WASHINGTON — The chairmen of House and Senate Veterans Affairs Committees on Sunday decried long waits and backlogs at the nations VA hospitals but stopped short of calling for the resignation of Veterans Affairs Secretary Eric Shinseki.
“You’ve got an entrenched bureaucracy that exists out there that is not held accountable, that is shooting for goals, goals that are not helping the veterans,” said Rep. Jeff Miller, R-Fla., chairman of the House panel
“I think some people may by cooking the books” to suggest waiting times are shorter that they actually are, said Sen. Bernie Sanders, a Vermont independent who chairs the counterpart Senate committee.
Both chairmen were interviewed on CNN’s “State of the Union.”
Meanwhile, Sen. Richard Blumenthal, D-Conn., said on CBS’ “Face the Nation” that the Justice Department “has to be involved.” He said there is “credible and specific evidence of criminal wrongdoing across the country” at VA hospitals.

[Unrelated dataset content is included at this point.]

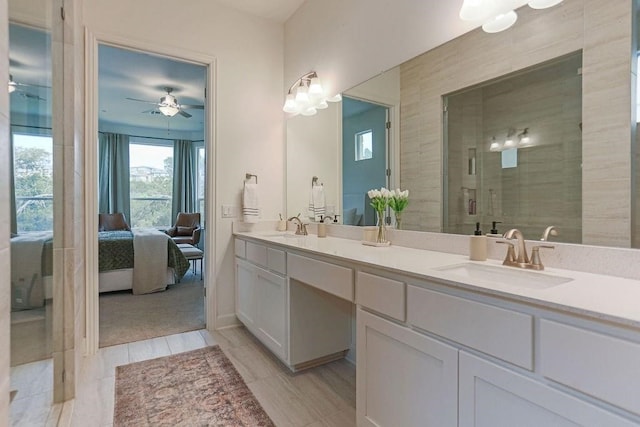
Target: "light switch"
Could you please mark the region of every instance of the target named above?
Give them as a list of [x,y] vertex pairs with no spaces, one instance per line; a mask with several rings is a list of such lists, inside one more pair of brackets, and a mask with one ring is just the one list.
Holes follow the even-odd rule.
[[222,218],[234,218],[236,207],[232,205],[222,205]]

“We’re not rushing to judgment. But the Department of Justice can convene a grand jury, if necessary,” Blumenthal said.
Lawmakers from both parties pressed for policy changes and better management as the Department of Veterans Affairs confronts allegations about treatment delays and falsified records at VA centers around the country. The program serves nearly 9 million veterans.
Army Gen. Martin Dempsey, the chairman of the Joint Chiefs of Staff, in a prerecorded interview broadcast Sunday on ABC’s “This Week,” called the VA’s current problems “outrageous — if the allegations are documented and proven. And I suspect some of them will be.”
“They’ve got to be held accountable,” Dempsey said, adding that Shinseki “has made it very clear that they will be held accountable.”
The department’s inspector general said 26 VA facilities are under investigation, including the Phoenix VA hospital, where a former clinic director said as many as 40 veterans may have died while awaiting treatment.
Officials also are investigating claims VA employees falsified appointment records to cover up delays in care. An initial review of 17 people who died while awaiting appointments in Phoenix found none of their deaths appeared to have been caused by delays in treatment.
The allegations raised fresh concerns about the administration’s management of a department struggling to keep up with the influx of veterans returning home from the wars in Iraq and Afghanistan, and Vietnam veterans needing more care as they age.
“You know, if we are going to send people off to war, we have a solemn promise to make sure that when they come home, we are going to take care of them,” Sanders said.